Need private alcohol rehab
Do you need private alcohol rehab? Nowadays alcohol is socially acceptable, and it can be hard for people to know if they may have a drink problem or not. Furthermore, how do you really know if you need rehab? When discussing alcohol rehab, no picture would be complete without first discussing the different types of drinkers. At the forefront of everyone’s mind may be an alcoholic, the very mention of the word is likely to conjure up a different image for each and everyone of us.
One person might say “an alcoholic is someone who has to have a drink in the morning”. Whereas another person might be of the opinion that anyone who drinks everyday is an alcoholic. Whilst there are some obvious symptoms of alcoholism, such as pancreatitis, wet brain, liver damage etc, there is no definitive test for alcoholism. So how do you know if you are an alcoholic and in need private alcohol rehab?
The binge drinker
As we may all have seen on television, how the British like alcohol, in these “booze” programmes, its does make you realise we live in a country where binge drinking is an epidemic. According to these programmes, 1 in 3 people in the UK are binge drinkers. This now proves that the public’s attitude excepts that it is OK to go out on a weekend and get paralytic. The scary thing about problematic drinking (according to government figures) is, that thousands of people die every year prematurely due to there drinking habits.
The drinking crunch
There are a lot of people who turn to alcohol as a way of coping with underlying issues, such as anxiety, depression, OCD, sexual dysfunction, social anxiety, relationship problems, redundancy, bereavement, and so on. The list is endless.
People develop a dependency as a result of drinking to numb the pain. Sadly alcohol tends to amplify the pain and will continue to do so until the emotional issues are consumed. For many, change will normally be initiated by a small window of opportunity such as a chaotic event.
Things like illness, accident, relationship difficulties, social services etc. All these can motivate a client to do something about there alcohol problems. However, these windows of opportunity are limited, and they can close as quickly as they opened. It is vital to seek help quickly before the opportunity is lost. If you have a drink problem, or have a relative that has experienced difficulties with alcohol, its likely that you will have seen these opportunities come and go.
How will I know if I need help
Alcoholics Anonymous have a check list of 20 questions that apparently determine if you need help. You can download there list by clicking on the link at there website.
This states that if you answer yes to four or more of there questions then you are in imminent danger of being an alcoholic. They do also state that the individual must make their own minds up.
The real question is, what is an alcoholic? it is not just a label to inform someone that they have an alcohol problem? By far the simplest way to tackle this problem is to ask yourself these two questions.
- Is alcohol causing a problem in your life?
- Do you want to do something about it?
If you have answered yes to both of these questions, then you are well on your way to dealing with your problem. The next step is about choosing the right alcohol rehab clinic to suit your needs.
Alcoholic or alcohol dependent
We will refer to three terms throughout this website
- Addict / Addiction
- Dependent / Dependency
- Problematic alcohol user
The difference is of course just semantics, addiction will generally be the favoured terminology of a 12 step alcohol rehab treatment, whilst ‘dependant / problematic’ will often be the preferred terminology of medical staff and one to one counselors.
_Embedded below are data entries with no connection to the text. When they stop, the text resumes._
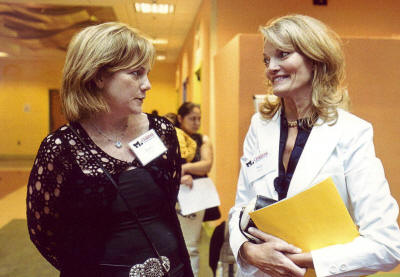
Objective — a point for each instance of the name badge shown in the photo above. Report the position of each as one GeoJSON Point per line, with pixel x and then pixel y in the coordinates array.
{"type": "Point", "coordinates": [147, 147]}
{"type": "Point", "coordinates": [255, 167]}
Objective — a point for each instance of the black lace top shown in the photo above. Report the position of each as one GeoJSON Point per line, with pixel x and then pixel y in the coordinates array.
{"type": "Point", "coordinates": [69, 196]}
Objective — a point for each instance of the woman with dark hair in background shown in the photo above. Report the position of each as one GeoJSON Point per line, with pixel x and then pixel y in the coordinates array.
{"type": "Point", "coordinates": [189, 118]}
{"type": "Point", "coordinates": [95, 207]}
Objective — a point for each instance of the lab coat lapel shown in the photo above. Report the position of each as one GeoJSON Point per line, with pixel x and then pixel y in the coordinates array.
{"type": "Point", "coordinates": [269, 141]}
{"type": "Point", "coordinates": [320, 145]}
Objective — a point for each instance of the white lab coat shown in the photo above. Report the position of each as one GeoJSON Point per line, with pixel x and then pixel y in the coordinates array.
{"type": "Point", "coordinates": [345, 152]}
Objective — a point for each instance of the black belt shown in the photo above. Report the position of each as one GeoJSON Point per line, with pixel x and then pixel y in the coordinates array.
{"type": "Point", "coordinates": [174, 259]}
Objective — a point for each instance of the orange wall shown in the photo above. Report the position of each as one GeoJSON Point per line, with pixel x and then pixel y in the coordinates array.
{"type": "Point", "coordinates": [240, 76]}
{"type": "Point", "coordinates": [202, 20]}
{"type": "Point", "coordinates": [24, 101]}
{"type": "Point", "coordinates": [373, 72]}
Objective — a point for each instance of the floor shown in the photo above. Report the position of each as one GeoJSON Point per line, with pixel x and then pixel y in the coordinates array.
{"type": "Point", "coordinates": [13, 179]}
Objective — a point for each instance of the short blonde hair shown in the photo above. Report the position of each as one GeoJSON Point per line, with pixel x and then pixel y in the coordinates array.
{"type": "Point", "coordinates": [316, 41]}
{"type": "Point", "coordinates": [100, 49]}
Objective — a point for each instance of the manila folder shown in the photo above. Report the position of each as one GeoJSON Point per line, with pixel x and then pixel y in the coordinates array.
{"type": "Point", "coordinates": [312, 219]}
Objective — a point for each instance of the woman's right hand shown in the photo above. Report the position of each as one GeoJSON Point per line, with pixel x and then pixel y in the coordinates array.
{"type": "Point", "coordinates": [270, 257]}
{"type": "Point", "coordinates": [187, 180]}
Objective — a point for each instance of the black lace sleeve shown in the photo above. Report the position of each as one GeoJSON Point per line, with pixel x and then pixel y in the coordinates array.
{"type": "Point", "coordinates": [168, 172]}
{"type": "Point", "coordinates": [44, 194]}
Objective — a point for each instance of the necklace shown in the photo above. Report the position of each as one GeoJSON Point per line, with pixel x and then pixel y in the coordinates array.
{"type": "Point", "coordinates": [292, 123]}
{"type": "Point", "coordinates": [117, 142]}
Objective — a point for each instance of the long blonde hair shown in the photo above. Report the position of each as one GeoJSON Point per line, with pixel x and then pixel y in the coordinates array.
{"type": "Point", "coordinates": [316, 41]}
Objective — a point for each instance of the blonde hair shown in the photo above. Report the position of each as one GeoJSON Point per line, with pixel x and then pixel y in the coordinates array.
{"type": "Point", "coordinates": [100, 49]}
{"type": "Point", "coordinates": [316, 41]}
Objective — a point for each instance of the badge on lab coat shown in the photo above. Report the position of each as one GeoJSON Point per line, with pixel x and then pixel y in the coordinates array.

You may be interested to know the difference between the two. Quite frankly, there isn’t a great deal of difference.
From one standpoint it simply boils down to a locus of control and how you attribute your thoughts, from another whether you have an allergic reaction to drugs. There are as many view points as there are theories. This is an age old debate which has been in motion for generations, and its likely to continue for further generations. Again I would draw your attention back to the two questions mentioned in the previous paragraph.
As with all rehab programmes, alcohol rehab breaks into three areas:
- Primary care
- Secondary care
Primary care will show you how to stop drinking once and for all, and help you resolve the underlying issues that led to the problematic alcohol use. So primary care will often include an alcohol detox which will generally take about 10 days. Depending on the physical condition of the individual, and also a stay in a private hospital may be required. However, the majority of alcohol detoxes can often be handled by the alcohol rehab clinic. Primary care programs generally range from 10 days to 12 weeks.
Secondary care focuses on rebuilding your life, post primary alcohol rehab. It will look at all the areas of concern to you and your counsellor and create a bespoke treatment program to help you tackle them. Secondary care is goal driven, so every plan is individually tailored to suit personal needs.
After care is a period of group counselling provided by the rehab clinic for up to one year after you graduate from the alcohol rehab clinic. Sessions vary in frequency and occur at intervals of anything between twice per week and once per month.